To reduce the mortality rate in some hospitals in Surabaya is not by finding characteristics and risk factors to predict mortality. As I know at that time tracing in Surabaya still low in subjects, so the CFR in this city is still higher than Jakarta and the mean CFR in Indonesia.

*We acknowledged the possible cause of high fatality rate and added the sentence "Several factors may associate with the higher CFR such as low testing, low contact tracing and poor COVID-19 register (Sorci et al., 2020). However, finding characteristics and risk factors to predict mortality is of utmost importance in order to prevent the mortality."

"the purpose of this study was to assess the factors associated with COVID-19 mortality in hospital patients and develop a prediction score based on these findings."

Comment:

To assess the factors associated with mortality even to develop prediction score should use all factors. But this study actually only uses some parameters not include commorbidities.

*We acknowledged the study limitation which did not evaluate the commorbidities in the limitations section. We focused the research on the demographical characteristic, laboratory and radiological findings associated with COVID-19 mortality in hospital patients and develop a prediction score based on these findings.

Discussion :

The statement:

" …….this finding is similar to a study in the US, which found that an older age (> 60 years) is associated with a higher risk of death  is not so accurate, because:"

Comments:

  1. The difference between mean ages of >50 and >60 is so significant.

  2. Criteria for elder people in Indonesia is >60 years old.

  3. The younger average of the patients in this study is not representative of Indonesia Covid patients.

*We found similar finding in another research in Indonesia where the average age of COVID-19 patients who died is 58.2 years old (Rozaliyani et al., 2020). We also found that this finding is similar to a study in the United States, which found that the mortality risk of COVID-19 was 8.1 times higher among those ≥55 years compared with individuals ages <54 years (Yanez et al., 2020).

The statement :

" CXR could become a key predictor of mortality because………." 

Comment:

  1. This statement is over confident and is in contradiction with the statement: "This study showed that there is no correlation for CXR abnormalities……"

*We meant that the RALE score from CXR might become a key predictor 

Conclusion:

The statement:

"It may be used as a predictor for mortality of COVID 19 patients in low health care resource setting."

Comment:

  1. It is not so true. The RALE  score should be made by radiologists who have many experiences, so it only applicable in a referral hospital setting.

*We changed the "low health care resource setting" into "health care centre where radiologists are available."

We thank Prof. Wiwien for raising these points which we feel have improved the paper considerably.

Sensusiati AD et al.

F1000Res. 2020 Nov 20. doi: 10.5256/f1000research.29506.r74045

Reviewer response for version 1

Hamzaini Abdul Hamid 1

Congratulation and I think the paper has been presented very well. The statistical analysis and tools were done appropriately. 

This paper definitely will contribute to the management of COVID 19 patients i.e. in predicting which patient may deteriorate and need to be monitor closely.

Although in this paper there is no correlation for CXR abnormalities, lung involvement and type of lesion to COVID-19 mortality. However, I think all the above CXR changes would also contribute collectively to the RALE score. 

Overall, well done and congratulation to the author. Just a minor error in spelling.
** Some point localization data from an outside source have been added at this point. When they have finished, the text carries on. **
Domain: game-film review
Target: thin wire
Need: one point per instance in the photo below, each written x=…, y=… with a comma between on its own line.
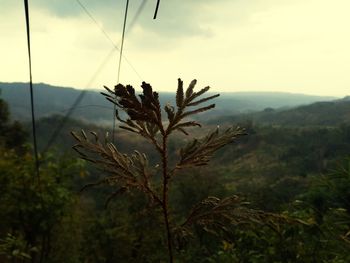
x=76, y=103
x=83, y=93
x=120, y=62
x=36, y=155
x=106, y=34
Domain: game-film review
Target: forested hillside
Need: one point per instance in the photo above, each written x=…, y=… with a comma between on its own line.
x=92, y=107
x=290, y=167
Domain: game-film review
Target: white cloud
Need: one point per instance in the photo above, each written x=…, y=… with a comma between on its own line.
x=281, y=45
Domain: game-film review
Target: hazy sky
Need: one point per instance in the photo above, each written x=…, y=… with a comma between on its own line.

Is the work clearly and accurately presented and does it cite the current literature?

Yes

If applicable, is the statistical analysis and its interpretation appropriate?

Yes

Are all the source data underlying the results available to ensure full reproducibility?

Yes

Is the study design appropriate and is the work technically sound?

Yes

Are the conclusions drawn adequately supported by the results?

Yes

Are sufficient details of methods and analysis provided to allow replication by others?

Yes

Reviewer Expertise:

General Radiology, Paediatric Radiology

I confirm that I have read this submission and believe that I have an appropriate level of expertise to confirm that it is of an acceptable scientific standard.